Cette discussion a accentué la prise de distance du Corps des Officiers vis-à-vis de la Maison Blanche et a incité plusieurs éminents Néo-Conservateurs à lancer une nouvelle série d’attaques contre le chef du Pentagone Donald Rumsfeld, qu’ils ont toujours accusé de ne pas être assez dévoué à la cause de la « transformation » de l’Iraq.

« Ce que le Président doit maintenant faire, c’est dire au Pentagone de cesser de parler du retrait (ou de le préparer) et s’assurer qu’ils préparent la victoire », écrit William Krsitol dans le Weekly Standard, ajoutant que « pour gagner, le Président a besoin d’un Secrétaire à la Défense qui veut se battre et qui est capable de gagner ».

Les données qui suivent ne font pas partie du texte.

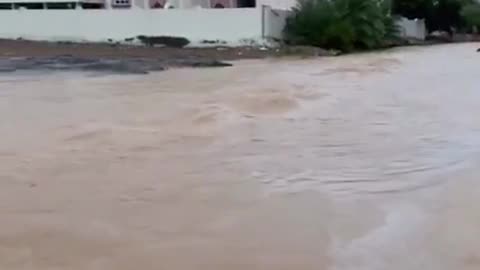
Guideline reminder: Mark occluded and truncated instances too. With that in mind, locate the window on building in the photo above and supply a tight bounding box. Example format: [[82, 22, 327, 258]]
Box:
[[111, 0, 131, 8], [0, 3, 13, 9], [14, 2, 45, 9], [237, 0, 255, 7], [46, 2, 77, 9], [81, 2, 105, 8], [152, 1, 163, 8]]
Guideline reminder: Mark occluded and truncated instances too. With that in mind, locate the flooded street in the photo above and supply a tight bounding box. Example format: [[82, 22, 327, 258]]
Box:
[[1, 43, 480, 269]]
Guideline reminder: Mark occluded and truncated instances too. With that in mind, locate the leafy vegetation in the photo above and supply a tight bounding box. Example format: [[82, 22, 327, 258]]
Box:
[[284, 0, 399, 52], [284, 0, 480, 52], [392, 0, 477, 32], [461, 2, 480, 31]]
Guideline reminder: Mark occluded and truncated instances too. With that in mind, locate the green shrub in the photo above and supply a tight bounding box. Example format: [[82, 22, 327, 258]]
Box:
[[461, 3, 480, 31], [284, 0, 399, 52], [392, 0, 432, 21], [392, 0, 476, 32]]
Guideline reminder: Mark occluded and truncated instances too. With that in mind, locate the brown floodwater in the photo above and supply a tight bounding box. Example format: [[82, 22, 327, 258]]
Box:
[[1, 43, 480, 270]]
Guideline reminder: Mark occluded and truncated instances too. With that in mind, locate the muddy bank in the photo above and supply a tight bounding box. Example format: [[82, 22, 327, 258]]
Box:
[[0, 55, 234, 74], [0, 39, 285, 74], [0, 39, 278, 59], [0, 38, 463, 75]]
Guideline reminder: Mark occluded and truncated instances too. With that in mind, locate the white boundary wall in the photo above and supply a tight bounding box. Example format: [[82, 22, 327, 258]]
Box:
[[0, 8, 273, 46], [0, 8, 429, 46], [396, 17, 426, 40], [257, 0, 296, 10], [262, 6, 289, 41]]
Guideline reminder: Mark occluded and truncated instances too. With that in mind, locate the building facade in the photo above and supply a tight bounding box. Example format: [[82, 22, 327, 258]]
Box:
[[0, 0, 295, 9]]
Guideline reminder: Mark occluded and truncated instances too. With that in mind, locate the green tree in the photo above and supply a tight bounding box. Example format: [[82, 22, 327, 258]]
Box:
[[429, 0, 466, 32], [284, 0, 399, 52], [461, 2, 480, 31], [392, 0, 432, 20], [392, 0, 475, 32]]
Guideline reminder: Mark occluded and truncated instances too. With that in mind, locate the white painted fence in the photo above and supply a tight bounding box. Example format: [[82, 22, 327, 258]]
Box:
[[0, 6, 287, 46]]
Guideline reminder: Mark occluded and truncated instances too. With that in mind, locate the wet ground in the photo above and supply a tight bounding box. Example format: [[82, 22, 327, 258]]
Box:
[[1, 43, 480, 270], [0, 55, 232, 74], [0, 39, 277, 60]]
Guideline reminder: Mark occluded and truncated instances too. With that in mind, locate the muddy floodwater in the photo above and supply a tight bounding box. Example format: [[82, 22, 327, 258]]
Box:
[[1, 43, 480, 270]]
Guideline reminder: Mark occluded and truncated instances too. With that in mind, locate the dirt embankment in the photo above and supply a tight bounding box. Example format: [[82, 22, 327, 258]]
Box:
[[0, 39, 281, 60], [0, 39, 285, 74]]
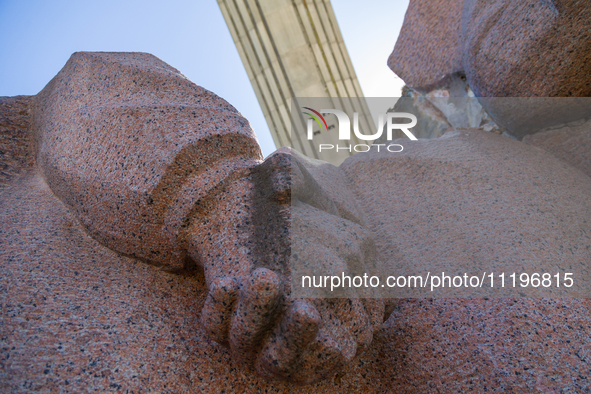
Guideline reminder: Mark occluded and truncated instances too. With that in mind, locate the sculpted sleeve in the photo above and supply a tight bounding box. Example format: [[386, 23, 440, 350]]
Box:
[[32, 52, 263, 270]]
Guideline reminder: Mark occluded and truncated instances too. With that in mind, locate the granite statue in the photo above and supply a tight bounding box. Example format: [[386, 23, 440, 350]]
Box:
[[388, 0, 591, 137], [2, 47, 591, 392]]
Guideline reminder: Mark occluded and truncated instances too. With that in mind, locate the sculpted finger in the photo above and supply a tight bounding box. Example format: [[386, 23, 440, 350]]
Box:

Dans le Washington Post, Frederick Kagan, analyste militaire à l’American Enterprise Institute (AEI), met lui aussi en garde contre tous les propos évoquant le retrait, les qualifiant de « dangereux et injustifiés » et expliquant que « l’infanterie légère » et les forces de Police entraînées par Washington [en Iraq ndt] seront «  dépendantes, à de multiples niveaux, d’un soutien militaire US dans les années qui vont venir ».

Mais dans le même temps un collègue de Kagan à l’AEI, l’économiste Kevin Hassett, suggère que l’Iraq est désormais devenu un problème politique majeur pour Bush et les Républicains, un problème qui empêche selon lui la population de se rendre compte de la bonne santé de l’économie des Etats-Unis.

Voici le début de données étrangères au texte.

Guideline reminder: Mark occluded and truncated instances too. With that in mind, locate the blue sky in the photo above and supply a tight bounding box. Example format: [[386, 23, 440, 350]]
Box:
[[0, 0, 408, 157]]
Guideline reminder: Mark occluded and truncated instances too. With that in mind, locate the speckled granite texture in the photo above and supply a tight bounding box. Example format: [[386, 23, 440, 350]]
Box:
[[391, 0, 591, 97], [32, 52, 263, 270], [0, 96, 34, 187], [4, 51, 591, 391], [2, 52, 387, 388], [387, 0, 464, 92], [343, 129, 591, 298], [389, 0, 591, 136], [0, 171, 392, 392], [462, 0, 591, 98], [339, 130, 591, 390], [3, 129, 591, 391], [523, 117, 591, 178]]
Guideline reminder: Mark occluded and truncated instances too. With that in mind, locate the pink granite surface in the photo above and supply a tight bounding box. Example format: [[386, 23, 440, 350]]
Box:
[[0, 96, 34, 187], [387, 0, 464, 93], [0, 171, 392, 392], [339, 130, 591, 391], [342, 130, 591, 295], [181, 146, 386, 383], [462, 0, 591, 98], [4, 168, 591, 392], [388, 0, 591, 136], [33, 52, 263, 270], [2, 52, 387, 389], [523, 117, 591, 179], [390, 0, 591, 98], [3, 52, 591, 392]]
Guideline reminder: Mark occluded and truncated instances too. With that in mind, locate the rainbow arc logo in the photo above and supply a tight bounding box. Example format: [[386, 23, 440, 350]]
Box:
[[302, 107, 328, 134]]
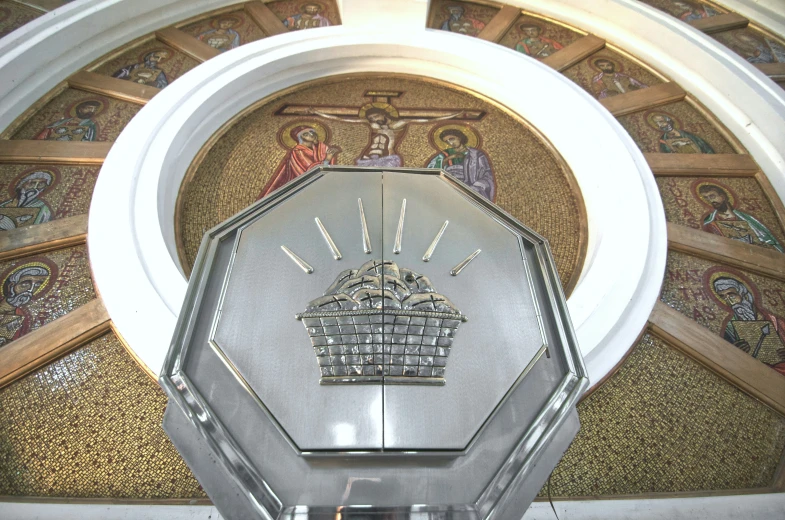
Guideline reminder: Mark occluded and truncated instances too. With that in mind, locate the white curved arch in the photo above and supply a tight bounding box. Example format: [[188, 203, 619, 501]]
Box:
[[88, 26, 665, 386]]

« Pourquoi les Américains sont-ils, dans tous les domaines, si amers ?  » demande-t-il cette semaine dans un éditorial pour Bloomberg. « C’est l’Iraq », répond-il, évoquant au passage l’imminence de la campagne pour les élections de l’année prochaine.

« L’affaire » Cindy Sheehan

A la grande surprise de nombreux observateurs, Bush, qui a au contraire passé 3 semaines dans son ranch à essayer par tous les moyens possibles d’éviter d’avoir une entrevue avec Cindy Sheehan, la mère d’un soldat US mort en Iraq, devenue une icône anti-guerre, n’a rien fait pour remédier à ce malaise grandissant.

Certes les médias partisans de Bush ont monté une prévisible campagne de dénigrement de Sheehan. Mais avec sa présence à « Camp Casey » et les images où on l’a vue, elle et ses supporters, en train de manifester silencieusement à Crawford, le refus de Bush de la rencontrer car « je pense qu’il est également important que je puisse mener ma vie » a semblé particulièrement inhumain.

La passivité des conseillers de Bush qui ont permis à Sheehan de dominer dans la couverture médiatique [des vacances de Bush] a également surpris les observateurs et renforcé l’impression que l’administration a non seulement perdu son habileté politique mais aussi qu’elle n’est pas capable de répondre aux questions que posent Sheehan et l’opinion publique dans son ensemble.

Confusion chez les Démocrates

Alors que la situation difficile de l’Administration favorise de toute évidence les Démocrates, les signes que l’Iraq pourrait pour eux aussi être une source de difficultés politiques se multiplient. Alors que d’éminents Démocrates de la Chambre des Représentants se sont déjà prononcés, à la différence de leurs collègues républicains, pour un retrait graduel d’Iraq, les figures les plus importantes du Parti au Sénat, desquelles émergera probablement le candidat pour la présidentielle de 2008, n’ont pour l’instant pas bougé de leur posture de faucons à propos de l’Iraq, de crainte d’être considérés comme « softs » au sujet des questions de Sécurité nationale.

Cependant, mercredi [17 août ndt], le Sénateur du Wisconsin Russell Feingold, un législateur d’habitude assez prudent, considéré comme un éventuel présidentiable, s’est rebellé contre d’autres candidats potentiels, dont Hillary Clinton et Joseph Biden, en demandant le retrait de toutes les troupes US d’Iraq d’ici à la fin 2006 et en demandant à ses collègues du Parti, « trop timides » de mener la bataille contre Bush sur cette question.

Ce défi est lancé au moment où plusieurs membres du Parti ont exprimé leur crainte grandissante devant le fossé qui se creuse de plus en plus entre la base démocrate qui soutient le retrait des troupes et des dirigeants de plus en plus « faucons » qui ont repris l’idée de Bush selon laquelle la crédibilité des Etats-Unis subirait des dégâts irréversibles si Washington échouait dans la pacification de l’Iraq.